# Henna (lawsonia inermis) in CP soap - cut pics added



## Anich (Dec 1, 2011)

I don't dye my hair with henna anymore and I have a couple of bags of pure henna I don't need anymore. I was wondering if it could be used in CP soap?  I thought it might give a nice color if not anything else, though it could also turn brown. Is there any reason it should not be used?


----------



## debbism (Dec 1, 2011)

Actually, I can think of several reason why you would want to use henna in soap.  Henna is antibacterial, antifungal and would probably add a touch of texture to your soap.  Swirling it with uncolored soap would look very nice.

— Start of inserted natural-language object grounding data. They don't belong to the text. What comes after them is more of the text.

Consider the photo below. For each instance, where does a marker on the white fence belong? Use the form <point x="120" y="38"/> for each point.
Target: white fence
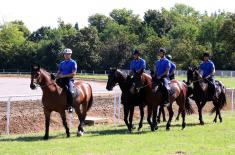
<point x="9" y="99"/>
<point x="116" y="105"/>
<point x="221" y="73"/>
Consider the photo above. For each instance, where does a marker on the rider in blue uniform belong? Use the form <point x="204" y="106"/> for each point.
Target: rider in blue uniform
<point x="161" y="76"/>
<point x="207" y="71"/>
<point x="67" y="70"/>
<point x="138" y="64"/>
<point x="172" y="68"/>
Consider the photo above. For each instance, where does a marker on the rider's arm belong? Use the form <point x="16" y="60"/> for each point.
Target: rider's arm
<point x="143" y="66"/>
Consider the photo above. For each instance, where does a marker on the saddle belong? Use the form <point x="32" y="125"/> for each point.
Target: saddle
<point x="171" y="89"/>
<point x="75" y="91"/>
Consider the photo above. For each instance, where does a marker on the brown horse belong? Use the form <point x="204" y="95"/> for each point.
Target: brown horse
<point x="54" y="99"/>
<point x="200" y="92"/>
<point x="153" y="97"/>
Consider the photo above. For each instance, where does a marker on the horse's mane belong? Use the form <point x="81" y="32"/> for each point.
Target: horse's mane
<point x="47" y="74"/>
<point x="123" y="74"/>
<point x="147" y="77"/>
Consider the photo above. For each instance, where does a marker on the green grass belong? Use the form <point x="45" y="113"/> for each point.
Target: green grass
<point x="105" y="139"/>
<point x="228" y="81"/>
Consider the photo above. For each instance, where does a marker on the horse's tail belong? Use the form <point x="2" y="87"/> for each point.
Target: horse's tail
<point x="91" y="99"/>
<point x="188" y="103"/>
<point x="221" y="99"/>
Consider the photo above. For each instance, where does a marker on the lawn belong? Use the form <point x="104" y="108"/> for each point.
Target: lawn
<point x="106" y="139"/>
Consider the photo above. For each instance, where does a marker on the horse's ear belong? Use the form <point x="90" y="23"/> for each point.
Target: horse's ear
<point x="35" y="67"/>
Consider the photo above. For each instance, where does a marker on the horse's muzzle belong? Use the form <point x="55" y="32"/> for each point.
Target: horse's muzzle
<point x="109" y="88"/>
<point x="32" y="86"/>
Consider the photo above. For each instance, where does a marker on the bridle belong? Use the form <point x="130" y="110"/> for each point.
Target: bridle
<point x="38" y="81"/>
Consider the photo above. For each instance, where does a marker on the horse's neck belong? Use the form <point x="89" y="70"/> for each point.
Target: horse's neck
<point x="123" y="85"/>
<point x="48" y="85"/>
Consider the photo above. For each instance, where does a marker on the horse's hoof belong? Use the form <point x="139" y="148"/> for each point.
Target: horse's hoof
<point x="156" y="128"/>
<point x="45" y="138"/>
<point x="133" y="127"/>
<point x="201" y="123"/>
<point x="80" y="133"/>
<point x="128" y="132"/>
<point x="183" y="126"/>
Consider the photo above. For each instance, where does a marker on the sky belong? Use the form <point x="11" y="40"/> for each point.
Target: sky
<point x="37" y="13"/>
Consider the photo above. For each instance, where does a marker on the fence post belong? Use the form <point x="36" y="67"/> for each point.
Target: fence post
<point x="114" y="107"/>
<point x="119" y="107"/>
<point x="232" y="100"/>
<point x="71" y="121"/>
<point x="8" y="115"/>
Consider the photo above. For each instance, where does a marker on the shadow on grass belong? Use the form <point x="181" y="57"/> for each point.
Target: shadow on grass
<point x="29" y="138"/>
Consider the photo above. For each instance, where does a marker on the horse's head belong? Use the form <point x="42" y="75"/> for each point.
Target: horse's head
<point x="115" y="76"/>
<point x="192" y="74"/>
<point x="35" y="76"/>
<point x="141" y="80"/>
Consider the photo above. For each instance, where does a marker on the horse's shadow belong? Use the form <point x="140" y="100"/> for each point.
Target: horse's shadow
<point x="28" y="138"/>
<point x="115" y="131"/>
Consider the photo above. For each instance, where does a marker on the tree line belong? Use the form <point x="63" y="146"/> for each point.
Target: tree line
<point x="108" y="41"/>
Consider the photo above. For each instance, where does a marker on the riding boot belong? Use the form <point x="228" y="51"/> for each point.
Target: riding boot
<point x="70" y="102"/>
<point x="166" y="97"/>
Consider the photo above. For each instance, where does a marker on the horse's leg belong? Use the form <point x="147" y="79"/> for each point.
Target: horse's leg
<point x="200" y="107"/>
<point x="220" y="118"/>
<point x="163" y="115"/>
<point x="81" y="121"/>
<point x="131" y="119"/>
<point x="171" y="113"/>
<point x="47" y="123"/>
<point x="141" y="107"/>
<point x="126" y="113"/>
<point x="154" y="123"/>
<point x="178" y="115"/>
<point x="63" y="117"/>
<point x="159" y="114"/>
<point x="150" y="109"/>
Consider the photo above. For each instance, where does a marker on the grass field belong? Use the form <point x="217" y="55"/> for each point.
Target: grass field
<point x="105" y="139"/>
<point x="228" y="81"/>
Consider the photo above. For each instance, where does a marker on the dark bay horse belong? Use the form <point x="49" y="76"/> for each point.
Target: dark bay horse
<point x="54" y="99"/>
<point x="200" y="93"/>
<point x="129" y="100"/>
<point x="153" y="97"/>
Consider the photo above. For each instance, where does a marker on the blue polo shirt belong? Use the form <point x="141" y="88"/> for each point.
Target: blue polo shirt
<point x="172" y="68"/>
<point x="137" y="65"/>
<point x="68" y="66"/>
<point x="161" y="66"/>
<point x="207" y="67"/>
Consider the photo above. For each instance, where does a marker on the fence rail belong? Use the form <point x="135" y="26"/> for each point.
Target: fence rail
<point x="8" y="99"/>
<point x="221" y="73"/>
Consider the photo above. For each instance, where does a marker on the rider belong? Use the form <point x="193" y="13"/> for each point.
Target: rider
<point x="161" y="76"/>
<point x="207" y="71"/>
<point x="172" y="68"/>
<point x="67" y="70"/>
<point x="138" y="64"/>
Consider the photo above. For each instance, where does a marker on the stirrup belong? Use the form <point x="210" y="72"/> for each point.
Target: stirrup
<point x="70" y="109"/>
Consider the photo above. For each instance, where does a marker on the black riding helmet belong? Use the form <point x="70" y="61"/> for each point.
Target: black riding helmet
<point x="206" y="54"/>
<point x="169" y="57"/>
<point x="136" y="51"/>
<point x="162" y="50"/>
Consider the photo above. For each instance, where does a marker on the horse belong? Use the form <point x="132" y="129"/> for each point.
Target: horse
<point x="153" y="97"/>
<point x="129" y="100"/>
<point x="54" y="99"/>
<point x="200" y="93"/>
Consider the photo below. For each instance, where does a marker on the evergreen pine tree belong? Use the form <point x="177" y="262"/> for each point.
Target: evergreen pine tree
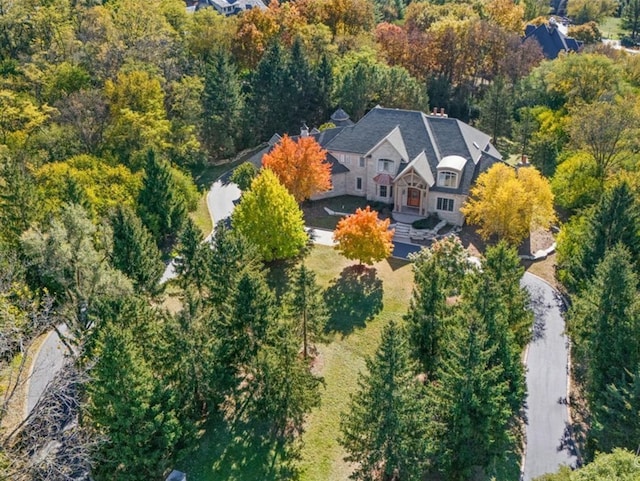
<point x="323" y="91"/>
<point x="631" y="17"/>
<point x="231" y="255"/>
<point x="133" y="408"/>
<point x="284" y="389"/>
<point x="615" y="219"/>
<point x="222" y="106"/>
<point x="301" y="81"/>
<point x="604" y="324"/>
<point x="306" y="306"/>
<point x="268" y="109"/>
<point x="470" y="399"/>
<point x="384" y="431"/>
<point x="437" y="272"/>
<point x="192" y="261"/>
<point x="160" y="207"/>
<point x="616" y="421"/>
<point x="134" y="250"/>
<point x="496" y="115"/>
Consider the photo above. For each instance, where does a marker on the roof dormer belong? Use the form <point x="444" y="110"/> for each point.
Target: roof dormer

There are lots of henna soaps out there so go for it!!!  You can also use cassia and amla in your soaps too


----------



## nurse_75 (Dec 1, 2011)

Would it stain? I dont know much about henna. 

Sharna


----------



## soapbuddy (Dec 1, 2011)

It will turn brown and won't add much else besides dark color. Henna might be antibacterial, but so is soap naturally. You would not be able to make any medical claims. As far as cassia, it could be irritating in soap, unless used in small quantity.


----------



## Anich (Dec 1, 2011)

No medical claims will be made since I only make soap for myself  I think I'll give it a try to see what it'll do. Could it be added to the lye water or should it be added at trace (I'm pretty sure it won't mix evenly then...)? I'm curious if the temp has anything to do with the color it's going to give, that's the main reason I was wondering if it could be added to the lye water in the first place...


----------



## debbism (Dec 1, 2011)

soapbuddy said:
			
		

> It will turn brown and won't add much else besides dark color. Henna might be antibacterial, but so is soap naturally. You would not be able to make any medical claims. As far as cassia, it could be irritating in soap, unless used in small quantity.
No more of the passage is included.